**Henk Schmidt (1947) is a professor of Psychology at Erasmus University’s Faculty of Social Sciences and founding dean of its problem-based psychology curriculum. From September 2009 until November 2013, he was the Rector Magnificus of Erasmus University Rotterdam, the Netherlands.**
Previously, Schmidt held academic positions as professor of cognitive psychology, faculty of psychology, Maastricht University, and as professor of health professions education at the same university. His administrative positions include both the deanships of the faculty of social sciences at Erasmus University and the faculty of health sciences of Maastricht University. In addition, he has been the president of the Dutch Psychological Association (NIP), the chairman of the Dutch Society for Research into Higher Education (CRWO), and the associate secretary general of the Network of community-oriented educational institutions for health sciences, a World Health Organization-supported NGO.
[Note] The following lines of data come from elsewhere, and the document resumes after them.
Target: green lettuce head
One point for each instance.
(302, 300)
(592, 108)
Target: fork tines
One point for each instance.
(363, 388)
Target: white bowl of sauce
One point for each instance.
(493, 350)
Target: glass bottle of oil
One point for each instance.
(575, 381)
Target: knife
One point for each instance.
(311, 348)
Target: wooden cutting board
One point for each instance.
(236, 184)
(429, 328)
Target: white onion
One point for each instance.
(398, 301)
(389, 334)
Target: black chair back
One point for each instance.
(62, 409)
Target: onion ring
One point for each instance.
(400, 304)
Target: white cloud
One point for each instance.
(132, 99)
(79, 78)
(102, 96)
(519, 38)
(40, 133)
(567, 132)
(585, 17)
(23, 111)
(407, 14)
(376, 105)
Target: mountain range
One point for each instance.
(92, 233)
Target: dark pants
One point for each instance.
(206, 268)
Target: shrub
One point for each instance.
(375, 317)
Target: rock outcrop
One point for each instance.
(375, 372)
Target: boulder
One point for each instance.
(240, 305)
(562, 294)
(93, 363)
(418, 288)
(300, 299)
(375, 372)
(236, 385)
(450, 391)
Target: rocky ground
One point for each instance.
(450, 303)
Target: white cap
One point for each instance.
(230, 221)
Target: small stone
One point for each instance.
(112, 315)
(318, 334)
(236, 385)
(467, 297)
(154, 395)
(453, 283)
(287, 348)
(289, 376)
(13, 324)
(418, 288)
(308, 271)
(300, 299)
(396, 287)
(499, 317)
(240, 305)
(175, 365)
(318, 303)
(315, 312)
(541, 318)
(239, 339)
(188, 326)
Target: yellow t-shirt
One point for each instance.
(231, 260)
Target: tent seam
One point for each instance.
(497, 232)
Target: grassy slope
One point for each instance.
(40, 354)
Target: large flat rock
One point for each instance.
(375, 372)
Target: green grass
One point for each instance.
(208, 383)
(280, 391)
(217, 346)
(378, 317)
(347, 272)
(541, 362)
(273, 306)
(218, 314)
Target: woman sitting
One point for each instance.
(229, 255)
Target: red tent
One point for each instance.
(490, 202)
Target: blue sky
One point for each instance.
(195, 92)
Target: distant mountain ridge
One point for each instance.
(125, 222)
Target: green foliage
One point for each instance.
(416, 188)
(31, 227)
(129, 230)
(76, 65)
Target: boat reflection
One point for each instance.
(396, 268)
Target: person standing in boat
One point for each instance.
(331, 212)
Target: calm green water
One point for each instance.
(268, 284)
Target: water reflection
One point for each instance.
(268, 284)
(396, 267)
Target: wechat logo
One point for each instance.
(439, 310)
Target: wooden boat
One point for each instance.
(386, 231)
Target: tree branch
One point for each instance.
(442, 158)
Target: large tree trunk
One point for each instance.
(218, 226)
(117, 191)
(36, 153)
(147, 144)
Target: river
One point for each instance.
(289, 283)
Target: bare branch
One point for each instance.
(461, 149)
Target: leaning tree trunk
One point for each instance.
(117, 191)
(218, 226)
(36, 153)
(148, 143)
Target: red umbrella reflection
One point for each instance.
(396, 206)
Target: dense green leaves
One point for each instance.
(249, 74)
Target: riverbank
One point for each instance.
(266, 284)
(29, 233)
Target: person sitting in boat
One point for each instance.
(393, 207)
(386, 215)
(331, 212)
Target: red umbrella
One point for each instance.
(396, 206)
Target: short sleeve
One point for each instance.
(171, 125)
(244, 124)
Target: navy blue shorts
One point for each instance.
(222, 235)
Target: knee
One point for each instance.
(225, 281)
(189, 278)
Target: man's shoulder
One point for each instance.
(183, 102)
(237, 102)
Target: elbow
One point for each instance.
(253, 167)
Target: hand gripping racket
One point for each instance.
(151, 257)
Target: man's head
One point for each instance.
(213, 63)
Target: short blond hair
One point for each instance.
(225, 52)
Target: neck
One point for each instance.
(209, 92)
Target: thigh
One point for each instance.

He was R. Samuel McLaughlin Professor at McMaster University, Hamilton, Canada, and Prof. L. Verhaegen Professor at the Limburg University Centre, Diepenbeek, Belgium. Furthermore, he has been a visiting professor at McGill University, Montreal, Canada; the University of Bern, Switzerland; and the University of Cape Town, South Africa. He was a speaker at the Nobel Forum, upon invitation by the Nobel Prize Committee, Karolinska Institutet, Stockholm, Sweden, and a key-note speaker at numerous conferences all over the world.
His research areas of interest are learning and memory, and he has published on problem-based learning, long-term memory, and the development of expertise in medicine. He has published more than 250 articles in refereed journals, chapters in books, and books; alone or together with his 30+ PhD.-students. In addition, he is the founding editor of two journals. Schmidt is among the most cited Dutch psychologists; in 2005 the Royal Dutch Academy of Sciences (KNAW) selected him as one of the top 200 Dutch scientists.
Twice he received the ”Outstanding paper by an established investigator” Award of the American Educational Research Association. In 1996 the Université de Sherbrooke in Canada awarded him an honorary degree. In 2004, the Karolinska Institutet, Stockholm, Sweden, announced him to be the winner of its international medical education research prize for his work in medical expertise and problem-based learning. In 2006, he received the Distinguished Career Award of the American Educational Research Association, Division I.